Objectives: Erythropoietin (EPO) improved cardiac regeneration in experimental models of ischemic heart disease. A pilot trial found subcutaneously administered EPO to improve surrogate markers of left ventricular (LV) function in ischemic cardiomyopathy. This clinical study tests the feasibility and safety of the intramyocardial delivery route of a long-acting EPO-analogue (C.E.R.A.) in patients with ischemic cardiomyopathy.

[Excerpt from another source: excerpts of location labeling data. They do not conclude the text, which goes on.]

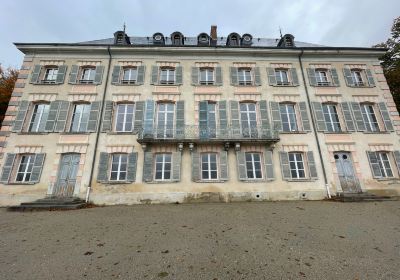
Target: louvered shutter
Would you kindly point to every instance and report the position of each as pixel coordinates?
(304, 116)
(62, 70)
(312, 168)
(132, 166)
(140, 78)
(107, 118)
(276, 116)
(115, 75)
(223, 165)
(94, 116)
(35, 74)
(73, 74)
(385, 116)
(37, 168)
(241, 166)
(269, 165)
(102, 172)
(148, 167)
(374, 163)
(348, 118)
(139, 113)
(284, 159)
(20, 117)
(7, 168)
(319, 116)
(356, 109)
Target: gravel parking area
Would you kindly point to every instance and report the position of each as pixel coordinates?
(272, 240)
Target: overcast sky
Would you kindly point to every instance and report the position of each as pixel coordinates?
(327, 22)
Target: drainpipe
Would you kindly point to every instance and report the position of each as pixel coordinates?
(314, 127)
(99, 126)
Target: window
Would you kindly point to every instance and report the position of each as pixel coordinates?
(119, 166)
(167, 76)
(125, 117)
(288, 116)
(296, 164)
(209, 165)
(80, 117)
(253, 165)
(163, 164)
(206, 76)
(369, 117)
(245, 76)
(24, 171)
(39, 117)
(165, 120)
(384, 164)
(331, 117)
(248, 119)
(130, 75)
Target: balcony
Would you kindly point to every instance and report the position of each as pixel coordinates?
(195, 134)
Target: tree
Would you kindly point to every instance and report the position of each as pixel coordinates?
(391, 61)
(8, 78)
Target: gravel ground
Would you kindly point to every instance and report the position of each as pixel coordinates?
(273, 240)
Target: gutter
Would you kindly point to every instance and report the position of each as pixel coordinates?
(328, 193)
(99, 125)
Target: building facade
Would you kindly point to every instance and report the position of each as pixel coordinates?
(161, 119)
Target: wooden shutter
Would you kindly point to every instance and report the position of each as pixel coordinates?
(271, 76)
(180, 120)
(311, 77)
(312, 168)
(73, 74)
(269, 165)
(62, 116)
(37, 168)
(107, 117)
(94, 116)
(178, 75)
(374, 163)
(115, 75)
(370, 78)
(304, 116)
(276, 116)
(356, 109)
(385, 116)
(284, 159)
(140, 78)
(20, 117)
(139, 113)
(319, 116)
(132, 166)
(241, 166)
(348, 118)
(35, 74)
(148, 167)
(62, 70)
(223, 165)
(102, 172)
(7, 168)
(234, 76)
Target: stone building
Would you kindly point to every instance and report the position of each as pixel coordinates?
(178, 119)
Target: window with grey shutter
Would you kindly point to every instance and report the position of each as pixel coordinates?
(73, 74)
(285, 169)
(276, 116)
(7, 168)
(35, 74)
(132, 166)
(20, 117)
(319, 116)
(107, 118)
(94, 116)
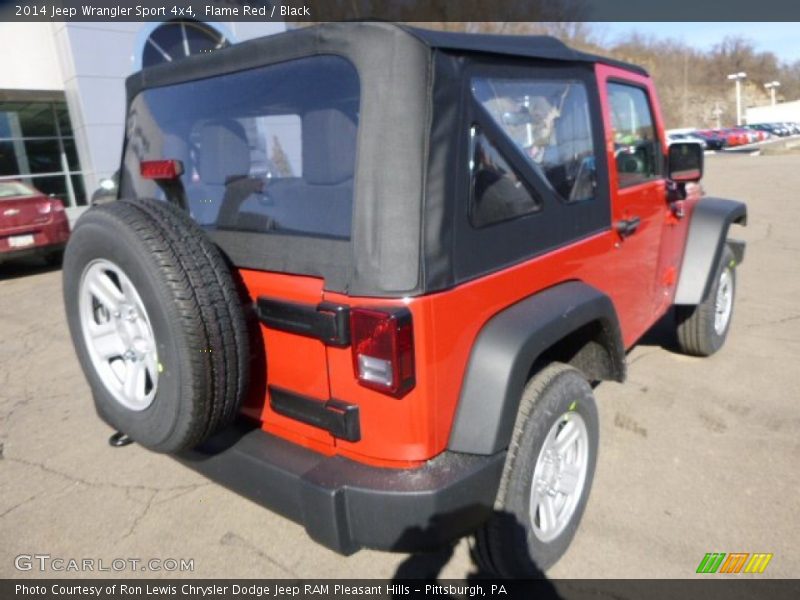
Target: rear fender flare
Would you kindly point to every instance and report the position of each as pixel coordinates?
(506, 349)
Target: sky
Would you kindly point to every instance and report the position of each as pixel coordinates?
(781, 38)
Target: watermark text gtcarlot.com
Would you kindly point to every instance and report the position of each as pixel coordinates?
(58, 564)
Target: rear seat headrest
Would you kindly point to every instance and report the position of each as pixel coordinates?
(329, 146)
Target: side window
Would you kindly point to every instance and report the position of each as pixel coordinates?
(497, 193)
(637, 152)
(262, 150)
(549, 122)
(276, 144)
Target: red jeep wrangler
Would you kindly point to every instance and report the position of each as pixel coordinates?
(367, 275)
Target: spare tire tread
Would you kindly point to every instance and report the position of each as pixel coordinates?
(226, 330)
(205, 303)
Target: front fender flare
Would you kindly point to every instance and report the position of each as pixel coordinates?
(708, 232)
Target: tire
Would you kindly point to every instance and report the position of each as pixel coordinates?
(702, 329)
(144, 280)
(517, 541)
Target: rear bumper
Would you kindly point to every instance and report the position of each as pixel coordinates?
(346, 505)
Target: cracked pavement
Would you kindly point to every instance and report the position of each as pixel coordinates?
(696, 455)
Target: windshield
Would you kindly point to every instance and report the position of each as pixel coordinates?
(15, 189)
(268, 150)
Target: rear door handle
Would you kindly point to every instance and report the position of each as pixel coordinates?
(626, 227)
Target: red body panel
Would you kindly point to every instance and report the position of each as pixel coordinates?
(638, 273)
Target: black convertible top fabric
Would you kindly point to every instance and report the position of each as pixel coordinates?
(412, 99)
(527, 46)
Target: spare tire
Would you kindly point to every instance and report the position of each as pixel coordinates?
(157, 323)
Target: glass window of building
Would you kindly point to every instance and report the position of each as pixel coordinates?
(37, 147)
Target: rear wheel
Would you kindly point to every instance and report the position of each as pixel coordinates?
(157, 324)
(703, 329)
(547, 476)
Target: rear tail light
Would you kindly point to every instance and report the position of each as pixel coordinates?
(383, 349)
(161, 169)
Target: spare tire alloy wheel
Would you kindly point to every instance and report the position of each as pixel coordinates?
(118, 334)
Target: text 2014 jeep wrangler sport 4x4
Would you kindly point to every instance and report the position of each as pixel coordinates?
(367, 276)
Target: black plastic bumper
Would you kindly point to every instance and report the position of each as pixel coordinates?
(346, 505)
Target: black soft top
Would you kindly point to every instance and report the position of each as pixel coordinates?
(527, 46)
(410, 148)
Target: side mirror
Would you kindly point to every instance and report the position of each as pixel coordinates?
(685, 162)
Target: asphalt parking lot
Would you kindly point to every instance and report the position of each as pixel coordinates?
(696, 455)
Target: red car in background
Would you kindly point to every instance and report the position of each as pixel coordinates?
(31, 224)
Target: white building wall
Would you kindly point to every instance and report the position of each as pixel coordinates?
(29, 60)
(89, 62)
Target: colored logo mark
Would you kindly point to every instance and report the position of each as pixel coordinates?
(735, 562)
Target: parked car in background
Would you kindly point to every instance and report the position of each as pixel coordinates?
(748, 135)
(778, 129)
(31, 224)
(762, 134)
(714, 140)
(735, 138)
(687, 137)
(794, 128)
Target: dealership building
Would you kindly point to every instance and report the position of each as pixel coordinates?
(62, 93)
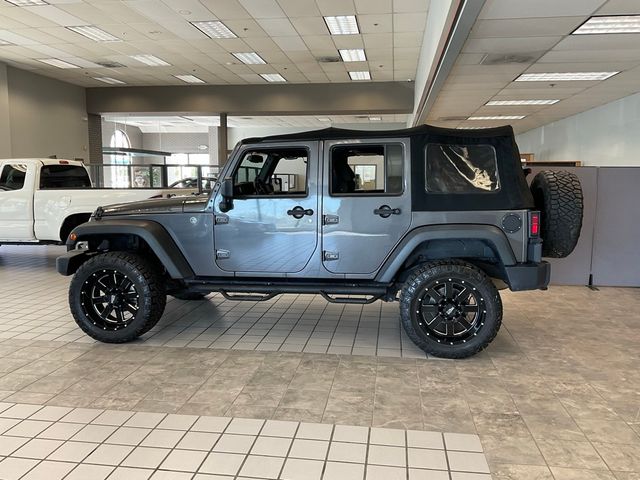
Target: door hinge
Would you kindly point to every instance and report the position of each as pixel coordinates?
(330, 220)
(330, 256)
(222, 254)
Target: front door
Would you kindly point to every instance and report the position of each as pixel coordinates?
(272, 227)
(16, 202)
(366, 203)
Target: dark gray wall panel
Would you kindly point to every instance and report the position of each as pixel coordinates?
(616, 259)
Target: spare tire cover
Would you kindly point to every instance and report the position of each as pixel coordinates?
(558, 196)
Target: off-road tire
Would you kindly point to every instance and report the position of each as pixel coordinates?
(189, 295)
(558, 196)
(147, 280)
(441, 271)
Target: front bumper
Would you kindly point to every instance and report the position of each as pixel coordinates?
(68, 263)
(528, 276)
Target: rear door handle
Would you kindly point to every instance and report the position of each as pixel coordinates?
(299, 212)
(385, 211)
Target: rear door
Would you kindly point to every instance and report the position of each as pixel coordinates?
(16, 201)
(366, 202)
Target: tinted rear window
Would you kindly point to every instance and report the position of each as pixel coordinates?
(64, 176)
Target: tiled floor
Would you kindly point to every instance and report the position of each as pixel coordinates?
(51, 443)
(556, 396)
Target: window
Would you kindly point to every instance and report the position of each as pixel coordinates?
(64, 176)
(367, 169)
(461, 169)
(281, 171)
(12, 177)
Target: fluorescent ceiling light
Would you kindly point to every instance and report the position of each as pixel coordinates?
(342, 25)
(150, 60)
(94, 33)
(214, 29)
(273, 77)
(564, 76)
(189, 78)
(27, 3)
(55, 62)
(497, 103)
(610, 24)
(353, 55)
(360, 75)
(249, 58)
(497, 117)
(109, 80)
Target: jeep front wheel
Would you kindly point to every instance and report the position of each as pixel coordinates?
(115, 297)
(450, 309)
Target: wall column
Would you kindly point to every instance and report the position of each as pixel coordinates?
(222, 140)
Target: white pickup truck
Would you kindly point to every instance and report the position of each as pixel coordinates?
(42, 200)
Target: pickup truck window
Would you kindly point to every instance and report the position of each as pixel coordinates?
(12, 177)
(366, 169)
(64, 176)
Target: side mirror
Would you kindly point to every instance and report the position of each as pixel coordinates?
(226, 190)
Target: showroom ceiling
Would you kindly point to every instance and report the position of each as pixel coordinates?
(512, 37)
(291, 37)
(155, 124)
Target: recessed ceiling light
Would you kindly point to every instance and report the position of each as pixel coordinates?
(521, 102)
(249, 58)
(27, 3)
(150, 60)
(564, 76)
(610, 24)
(109, 80)
(55, 62)
(94, 33)
(342, 25)
(360, 75)
(214, 29)
(497, 117)
(189, 78)
(353, 55)
(273, 77)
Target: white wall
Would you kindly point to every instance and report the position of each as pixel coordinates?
(608, 135)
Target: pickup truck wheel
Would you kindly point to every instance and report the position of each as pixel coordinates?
(450, 309)
(115, 297)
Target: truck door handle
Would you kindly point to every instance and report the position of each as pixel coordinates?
(385, 211)
(299, 212)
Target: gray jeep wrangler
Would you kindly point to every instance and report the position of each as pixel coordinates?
(438, 219)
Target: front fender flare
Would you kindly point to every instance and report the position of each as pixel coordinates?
(151, 232)
(490, 234)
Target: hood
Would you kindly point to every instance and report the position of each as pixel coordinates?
(142, 207)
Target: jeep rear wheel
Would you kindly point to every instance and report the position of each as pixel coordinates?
(558, 196)
(450, 309)
(115, 297)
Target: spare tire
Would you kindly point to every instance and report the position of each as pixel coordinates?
(558, 196)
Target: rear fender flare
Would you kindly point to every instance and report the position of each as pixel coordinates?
(154, 234)
(489, 234)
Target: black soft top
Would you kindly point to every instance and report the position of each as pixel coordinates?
(513, 193)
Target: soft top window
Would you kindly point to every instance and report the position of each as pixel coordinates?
(64, 176)
(461, 169)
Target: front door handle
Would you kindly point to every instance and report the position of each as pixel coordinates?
(299, 212)
(385, 211)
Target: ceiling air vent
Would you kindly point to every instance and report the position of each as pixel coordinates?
(108, 64)
(453, 119)
(508, 58)
(328, 59)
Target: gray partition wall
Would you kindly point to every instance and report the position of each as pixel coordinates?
(607, 253)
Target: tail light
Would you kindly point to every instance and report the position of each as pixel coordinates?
(534, 224)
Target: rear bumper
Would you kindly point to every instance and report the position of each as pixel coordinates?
(528, 276)
(68, 263)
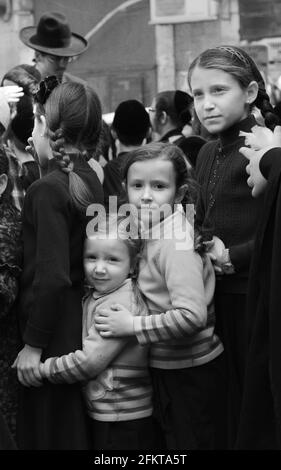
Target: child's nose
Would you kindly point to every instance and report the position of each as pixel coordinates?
(208, 103)
(146, 196)
(100, 267)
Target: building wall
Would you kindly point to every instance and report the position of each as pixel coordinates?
(124, 59)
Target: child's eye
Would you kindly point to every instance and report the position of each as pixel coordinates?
(90, 258)
(218, 90)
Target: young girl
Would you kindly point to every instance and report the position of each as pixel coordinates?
(226, 85)
(178, 286)
(67, 126)
(118, 394)
(10, 268)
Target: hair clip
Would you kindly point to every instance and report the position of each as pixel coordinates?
(233, 51)
(46, 87)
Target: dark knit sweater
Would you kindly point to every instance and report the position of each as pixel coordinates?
(233, 215)
(52, 278)
(260, 422)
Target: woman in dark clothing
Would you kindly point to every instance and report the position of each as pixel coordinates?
(260, 421)
(10, 267)
(67, 126)
(170, 112)
(226, 84)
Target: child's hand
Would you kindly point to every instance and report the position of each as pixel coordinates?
(31, 149)
(27, 365)
(114, 321)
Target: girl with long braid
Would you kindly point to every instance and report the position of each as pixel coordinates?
(226, 86)
(67, 127)
(178, 284)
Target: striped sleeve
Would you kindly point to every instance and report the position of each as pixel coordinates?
(84, 364)
(182, 270)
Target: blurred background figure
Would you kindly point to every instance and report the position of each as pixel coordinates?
(10, 268)
(23, 169)
(130, 129)
(54, 44)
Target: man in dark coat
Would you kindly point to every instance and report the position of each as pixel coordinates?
(54, 44)
(260, 423)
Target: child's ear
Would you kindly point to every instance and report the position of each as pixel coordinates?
(180, 193)
(163, 117)
(3, 183)
(252, 92)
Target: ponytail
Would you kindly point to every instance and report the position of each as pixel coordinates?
(80, 193)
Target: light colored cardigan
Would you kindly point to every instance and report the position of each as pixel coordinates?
(118, 384)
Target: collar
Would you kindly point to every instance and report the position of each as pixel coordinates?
(96, 295)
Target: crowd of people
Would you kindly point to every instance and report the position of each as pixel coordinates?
(154, 325)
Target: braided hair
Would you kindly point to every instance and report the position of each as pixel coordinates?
(73, 117)
(241, 66)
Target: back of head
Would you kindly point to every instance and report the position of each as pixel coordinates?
(131, 122)
(24, 75)
(73, 118)
(74, 110)
(176, 104)
(243, 69)
(5, 114)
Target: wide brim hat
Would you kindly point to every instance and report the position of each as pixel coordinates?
(53, 36)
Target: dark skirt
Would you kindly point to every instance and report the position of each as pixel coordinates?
(123, 435)
(231, 327)
(52, 417)
(6, 440)
(189, 406)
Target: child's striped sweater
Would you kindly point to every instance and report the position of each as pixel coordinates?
(118, 384)
(179, 288)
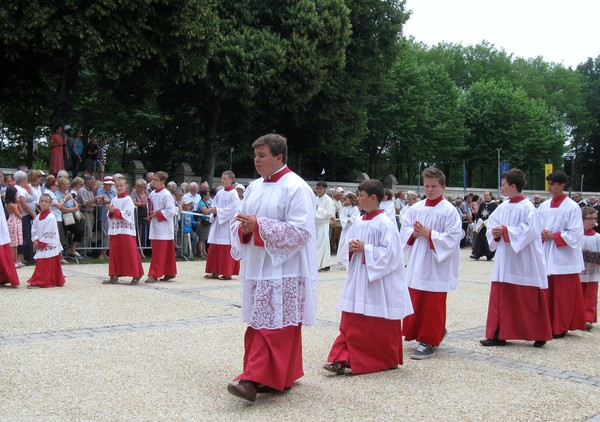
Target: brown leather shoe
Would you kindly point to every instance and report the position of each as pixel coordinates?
(244, 389)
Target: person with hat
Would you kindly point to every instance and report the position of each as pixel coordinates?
(187, 227)
(124, 259)
(107, 192)
(562, 233)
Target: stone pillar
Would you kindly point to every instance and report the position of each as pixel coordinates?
(362, 177)
(135, 170)
(183, 173)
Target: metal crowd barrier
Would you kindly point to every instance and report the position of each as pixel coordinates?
(96, 239)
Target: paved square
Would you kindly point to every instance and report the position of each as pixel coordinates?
(166, 352)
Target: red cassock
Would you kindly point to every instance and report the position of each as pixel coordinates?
(590, 300)
(367, 343)
(219, 261)
(8, 271)
(518, 313)
(47, 273)
(163, 258)
(273, 357)
(565, 303)
(428, 323)
(124, 259)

Methods: The ALSTER C.E.R.A. trial was a Phase II, open label, 1:1 randomized, single-center study testing intramyocardial injections of long-acting EPO analogue C.E.R.A. (C.E.R.A. NOGA: once 180 µg) using the NOGA XP system versus the subcutaneous application (C.E.R.A. SC: 30µg s.c./month for 6 months) in 59 symptomatic chronic heart failure (HF) patients with impaired LV function (ejection fraction (EF) £ 45%). Results: Follow-up up to three years with both clinical and imaging endpoints found intramyocardial delivery of C.E.R.A. to be feasible, safe and to possibly attenuate LV remodeling. Patients in the C.E.R.A. NOGA group showed stable parameter for LV end-diastolic diameter and volume (LVEDD and LVEDV), while C.E.R.A. SC patients had significant dilation of the LV (C.E.R.A. NOGA vs. SC, mean ± standard error of the mean: DLVEDD 0.02±0.1mm, p=0.8 vs. 0.3±0.09mm, p=0.0026; DLVEDV 10±15.9ml, p=0.5 vs. 34.8±11.3ml, p=0.0081; ∆EF 2.4±1.2%, p=0.045 vs. -1.6±1.1, p=0.1 respectively). NYHA class significantly improved and the hospitalization rate was numerically reduced in the C.E.R.A. NOGA group, while three-year mortality was identical. Conclusions: Intramyocardial injection of C.E.R.A. is feasible, safe and possibly attenuates LV remodeling in ischemic HF patients with LV dysfunction compared to the systemic application.